The End of the Diamond Grading Game?

By Rob Bates

A friend once asked the head of a lab notorious for overgrading how he lived with himself. Simple, the man replied. If I were supplying such a horrible product, why do I have so many customers? 

Sad to say, he had a point. The trade (well, a lot of it) has only itself to blame for the current diamond grading mess. As one longtime industry observer told me:  

While the most logical and consumer-friendly strategy would be to arrive at a single, universally harmonized, ISO-recognized grading standard, with a standard nomenclature and one supreme set of master stones, that is not going to happen, and not only because GIAwants to protect its brand (which is does, of course).… The current situation suits everyone…. The labs like the situation because it enables to them to position themselves in the market, generally relative to GIA. The retailers like the situation because they can cherry-pick reports according to what they are selling and who they want to sell to.
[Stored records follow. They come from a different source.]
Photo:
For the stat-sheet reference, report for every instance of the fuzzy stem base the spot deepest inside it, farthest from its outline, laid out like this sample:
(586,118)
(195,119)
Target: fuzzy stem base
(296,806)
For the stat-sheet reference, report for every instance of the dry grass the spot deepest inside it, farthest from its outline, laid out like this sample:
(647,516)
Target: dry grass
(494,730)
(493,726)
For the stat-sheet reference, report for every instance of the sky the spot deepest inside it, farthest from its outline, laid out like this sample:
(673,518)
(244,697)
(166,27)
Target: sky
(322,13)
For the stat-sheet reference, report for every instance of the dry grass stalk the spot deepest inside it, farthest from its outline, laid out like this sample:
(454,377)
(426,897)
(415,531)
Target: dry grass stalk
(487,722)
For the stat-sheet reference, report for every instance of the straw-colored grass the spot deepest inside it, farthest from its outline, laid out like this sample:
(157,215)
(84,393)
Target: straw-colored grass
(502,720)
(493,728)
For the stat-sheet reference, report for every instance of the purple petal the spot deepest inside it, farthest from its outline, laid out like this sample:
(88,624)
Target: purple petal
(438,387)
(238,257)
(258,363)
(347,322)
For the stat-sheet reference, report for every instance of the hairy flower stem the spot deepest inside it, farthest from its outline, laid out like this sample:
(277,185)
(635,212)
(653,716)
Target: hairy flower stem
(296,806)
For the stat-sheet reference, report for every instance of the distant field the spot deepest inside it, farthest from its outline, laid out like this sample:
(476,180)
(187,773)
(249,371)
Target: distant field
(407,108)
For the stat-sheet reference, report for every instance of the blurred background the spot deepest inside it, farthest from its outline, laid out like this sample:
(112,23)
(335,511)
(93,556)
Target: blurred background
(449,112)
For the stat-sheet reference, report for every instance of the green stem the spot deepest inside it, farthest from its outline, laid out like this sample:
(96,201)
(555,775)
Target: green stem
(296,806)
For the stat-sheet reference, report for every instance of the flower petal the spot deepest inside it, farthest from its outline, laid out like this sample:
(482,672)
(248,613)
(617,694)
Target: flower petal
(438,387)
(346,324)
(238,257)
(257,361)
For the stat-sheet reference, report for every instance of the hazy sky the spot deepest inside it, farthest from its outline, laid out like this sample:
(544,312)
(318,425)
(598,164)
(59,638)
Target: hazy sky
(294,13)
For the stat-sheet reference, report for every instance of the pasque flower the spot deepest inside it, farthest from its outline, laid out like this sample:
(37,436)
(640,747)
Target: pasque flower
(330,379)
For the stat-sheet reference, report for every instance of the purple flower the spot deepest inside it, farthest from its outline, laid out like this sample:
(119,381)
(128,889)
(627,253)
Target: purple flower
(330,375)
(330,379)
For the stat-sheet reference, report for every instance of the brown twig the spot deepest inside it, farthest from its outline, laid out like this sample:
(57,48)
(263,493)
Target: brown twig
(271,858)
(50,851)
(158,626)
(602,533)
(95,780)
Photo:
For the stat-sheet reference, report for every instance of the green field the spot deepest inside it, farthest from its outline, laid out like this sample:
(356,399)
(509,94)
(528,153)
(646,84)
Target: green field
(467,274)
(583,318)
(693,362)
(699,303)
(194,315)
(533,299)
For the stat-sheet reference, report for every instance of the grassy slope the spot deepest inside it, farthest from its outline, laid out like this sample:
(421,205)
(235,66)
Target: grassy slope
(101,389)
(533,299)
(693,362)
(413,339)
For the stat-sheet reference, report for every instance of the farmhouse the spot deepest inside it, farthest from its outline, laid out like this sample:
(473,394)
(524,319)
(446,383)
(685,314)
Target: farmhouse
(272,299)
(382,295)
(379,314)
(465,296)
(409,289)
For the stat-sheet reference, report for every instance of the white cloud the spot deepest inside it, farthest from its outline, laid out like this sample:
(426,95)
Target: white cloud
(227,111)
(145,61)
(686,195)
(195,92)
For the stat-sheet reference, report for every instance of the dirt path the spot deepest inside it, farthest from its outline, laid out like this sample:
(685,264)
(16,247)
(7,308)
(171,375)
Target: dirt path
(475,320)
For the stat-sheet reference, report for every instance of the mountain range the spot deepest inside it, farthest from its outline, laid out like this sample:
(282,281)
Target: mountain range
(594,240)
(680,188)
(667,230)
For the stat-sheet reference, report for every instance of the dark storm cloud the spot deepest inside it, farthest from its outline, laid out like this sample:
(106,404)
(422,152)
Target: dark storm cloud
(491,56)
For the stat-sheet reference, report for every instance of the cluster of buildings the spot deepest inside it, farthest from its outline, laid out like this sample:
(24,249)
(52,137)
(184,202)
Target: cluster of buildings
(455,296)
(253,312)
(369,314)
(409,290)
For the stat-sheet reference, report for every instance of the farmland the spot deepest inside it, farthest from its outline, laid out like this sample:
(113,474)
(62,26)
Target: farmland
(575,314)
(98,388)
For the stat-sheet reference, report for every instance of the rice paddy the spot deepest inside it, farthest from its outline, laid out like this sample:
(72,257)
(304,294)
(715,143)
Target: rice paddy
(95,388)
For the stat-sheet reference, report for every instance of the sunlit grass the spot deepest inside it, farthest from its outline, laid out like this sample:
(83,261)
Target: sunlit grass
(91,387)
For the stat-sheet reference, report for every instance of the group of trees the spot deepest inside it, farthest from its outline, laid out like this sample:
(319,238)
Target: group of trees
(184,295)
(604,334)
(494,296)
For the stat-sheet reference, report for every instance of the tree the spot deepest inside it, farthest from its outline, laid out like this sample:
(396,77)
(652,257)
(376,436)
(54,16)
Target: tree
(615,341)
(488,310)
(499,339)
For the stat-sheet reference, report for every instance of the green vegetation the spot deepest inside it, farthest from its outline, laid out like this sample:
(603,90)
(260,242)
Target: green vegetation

The consumers should not like the situation, but for the most part they do not even know there is a situation. 

True enough, but that’s for now. As I’ve argued in other contexts, this is a dangerous game to play. As with conflict diamonds, it won’t be pretty if consumers find out.

In one city, they have. A Nashville, Tenn., jeweler who sold EGL International reports became the target of a string of TV exposés and lawsuits. The lawyers behind those suits are now threatening a wider class action targeting bigger fish.    

While the recent statement by diamond associations that carrying overgraded reports is “unacceptable” was probably inevitable, it remains significant. Carrying reports that deviate by more than one color grade from the standard GIA scale (sadly, the groups punted on clarity) is now considered a trade sin along the lines of nondisclosure of synthetics or selling conflict diamonds—a serious infraction that could subject dealers to bourse sanctions or arbitration. (That said, arbitrations rarely involve non-business topics.) 

The notable difference is that—unlike misrepresenting synthetics—stocking reports with “generous” grades has been a widespread trade practice. Some of the biggest names in the industry do it. I know honorable retailers who carried reports they didn’t agree with because they felt they had no choice.

Dealers and retailers will now likely take a good look at the reports they carry, if they haven’t already. Labs may tighten up their standards, and some GIA rivals may need new ways to attract business. This won’t be easy, but it’s possible: The American Gem Society lab put itself on the map with its cut grade. I still believe some enterprising gemologist could develop a more consumer-friendly diamond scale.

Of course, if this issue fades away—and the legal threats amount to nothing—the old habits could return, even if we’re spared some of the notable excesses we’ve seen in the past. It’s a tough time for the trade, and fudging grades is one of the few areas where there is leeway to make a profit. (You can still find EGL International reports on the web.) The grading game has been disrupted, but it’s too soon to declare it dead.